Vikram Chandra
Juegos sagrados
Mondadori, 2007. 1088 páginas. 30 euros.
Excesiva y fabulosa esta novela de Vikram Chandra, Juegos sagrados. Un texto que a lo largo de 1.002 páginas se expande en una fantástica arborescencia similar a los miniados de piedra de esos templos hindúes devorados por las selvas. Capítulos que se alargan como una secuencia de Antonioni, en los que se va desgranando una épica sobre la amistad, la traición, la violencia, el deslumbrante poder de las modernas urbes, y un rosario de misterios en la mejor tradición de la narrativa victoriana.
Numerosas tramas y personajes se entrecruzan con ese espíritu ubérrimo de la India, con sus millones de almas, miles de dioses y cientos de lenguas: policías enamoradizos, estrellas de Bollywood, bellísimas prostitutas de Mumbai, visionarios religiosos, agentes perdidos en guerras secretas en los inhóspitos y helados picos del Himalaya, románticos y despiadados mafiosos que descubren el extraño vacío que hay tras alcanzar los sueños… Siete años tardó el autor en completar este monumental fresco sobre el universo hindú, tan dickensiano, tan clariniano –de Clarín–; un dédalo de creencias, idiomas, castas, historias que le harán exclamar como Diderot que a nadie pertenezco y a todos, antes de entrar en este castillo ya estaba allí, quedaré aquí cuando salga. Especias, ruido, asimetría, giros y vistas yuxtapuestas, la novela tiene un comienzo atronador: un policía acude a capturar a Gaitonde, un capo mafioso asediado en su búnker particular, y empieza a conversar con él a través de un interfono, una charla apocalíptica, lisérgica, que terminará con el inexplicable suicidio del criminal y el de una mujer que le acompañaba.
A partir de ahí una investigación ‘sui generis’ en el que ambas biografías se entrecruzarán como las espirales de las dobles hélices de nuestros genes, una saga trágica con ecos del Tony Montana de ‘El precio del poder’ o del Vito Corleone de ‘El Padrino’, prolijo de dramatis personae, un avispero, un turbulento e inabarcable mosaico. Superpoblación urbana, guerrillas maoístas, sucios enfrentamientos en Cachemira, caciquismos locales, palacios de oro con cielos de perlas, starlets y productores de cine, terrorismo nuclear, santones y asesinos… todo cabe en esta lucha de diversas contrafuerzas tectónicas, en este plano de la existencia elaborado con la misma sabiduría artesanal conque otro autor indio, Suketu Mehta, pergeñó su sobrecogedora Bombay. Ciudad total.

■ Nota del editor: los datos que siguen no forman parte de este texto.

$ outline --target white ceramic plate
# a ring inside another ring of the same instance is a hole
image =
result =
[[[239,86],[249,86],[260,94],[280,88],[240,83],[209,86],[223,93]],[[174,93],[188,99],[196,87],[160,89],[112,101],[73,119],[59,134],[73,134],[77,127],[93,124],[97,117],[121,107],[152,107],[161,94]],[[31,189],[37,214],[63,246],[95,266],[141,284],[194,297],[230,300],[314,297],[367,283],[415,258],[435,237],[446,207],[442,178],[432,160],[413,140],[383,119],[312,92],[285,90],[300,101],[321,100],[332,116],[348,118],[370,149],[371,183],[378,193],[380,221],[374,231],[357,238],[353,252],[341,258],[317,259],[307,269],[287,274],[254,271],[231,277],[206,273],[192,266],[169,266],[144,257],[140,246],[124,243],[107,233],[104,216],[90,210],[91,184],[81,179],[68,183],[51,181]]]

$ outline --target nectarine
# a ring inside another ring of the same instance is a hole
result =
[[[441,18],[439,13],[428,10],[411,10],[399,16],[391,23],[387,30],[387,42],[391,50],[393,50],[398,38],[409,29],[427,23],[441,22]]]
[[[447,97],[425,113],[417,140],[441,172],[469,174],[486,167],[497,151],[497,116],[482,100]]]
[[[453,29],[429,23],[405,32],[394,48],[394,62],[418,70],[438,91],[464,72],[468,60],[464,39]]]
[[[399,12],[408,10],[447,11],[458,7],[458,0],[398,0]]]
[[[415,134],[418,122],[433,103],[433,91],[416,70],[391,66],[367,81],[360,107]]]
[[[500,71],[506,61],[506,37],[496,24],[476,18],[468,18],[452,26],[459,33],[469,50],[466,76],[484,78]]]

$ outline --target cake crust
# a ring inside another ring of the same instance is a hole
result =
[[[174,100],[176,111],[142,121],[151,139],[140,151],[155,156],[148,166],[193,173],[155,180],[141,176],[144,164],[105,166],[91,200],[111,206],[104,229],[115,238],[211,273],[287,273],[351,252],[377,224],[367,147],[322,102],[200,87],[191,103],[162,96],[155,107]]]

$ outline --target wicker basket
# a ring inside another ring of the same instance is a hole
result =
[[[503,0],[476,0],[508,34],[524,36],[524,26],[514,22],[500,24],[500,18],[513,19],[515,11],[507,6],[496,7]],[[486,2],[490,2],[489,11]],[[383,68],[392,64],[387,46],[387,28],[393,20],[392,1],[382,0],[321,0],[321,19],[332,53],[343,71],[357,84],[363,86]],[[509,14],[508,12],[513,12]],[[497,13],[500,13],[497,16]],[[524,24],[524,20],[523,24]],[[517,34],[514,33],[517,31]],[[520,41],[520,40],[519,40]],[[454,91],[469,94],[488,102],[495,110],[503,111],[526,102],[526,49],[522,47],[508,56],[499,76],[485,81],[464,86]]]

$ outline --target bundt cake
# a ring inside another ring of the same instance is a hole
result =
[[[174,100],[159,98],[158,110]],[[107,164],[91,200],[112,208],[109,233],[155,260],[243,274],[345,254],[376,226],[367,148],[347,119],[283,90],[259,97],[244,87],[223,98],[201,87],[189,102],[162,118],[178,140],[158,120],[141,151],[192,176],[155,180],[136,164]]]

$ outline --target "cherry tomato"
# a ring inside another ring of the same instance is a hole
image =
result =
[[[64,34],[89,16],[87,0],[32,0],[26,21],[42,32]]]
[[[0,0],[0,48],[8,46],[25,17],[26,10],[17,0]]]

Juegos sagrados, unos juegos que vienen de la tradición hindú que habla del eterno juego –Lila, en sánscrito–, de Señor del Universo, que parece burlarse de sus criaturas cambiando las reglas a capricho o actuando como si no las hubiera. Un juego serio e intrascendente, sagrado y profano, placentero y doloroso, personal y universal, que sólo la muerte detendrá.
Son 1.002 páginas, pero Chandra podría haberle añadido 2.000 más y seguiríamos leyendo. Frases, frases y más frases que se engarzan unas con otras y que a veces resplandecen como petisas esmeraldas: un enemigo confundido siempre es mejor que uno impresionado pero cuidadoso. Que nos subestimen; un hombre que tiene miedo es un hombre que todavía tiene algo que perder; un tigre es hermoso como tigre, pero si intenta convertirse en una oveja se transforma en una abominación; había poder en él, una especie de certeza, he ahí un hombre que sabe quién es… Lila, el universo como campo de juegos de Dios. Lila, que empiecen los Juegos…
Nota: reseña ya publicada en El Comercio.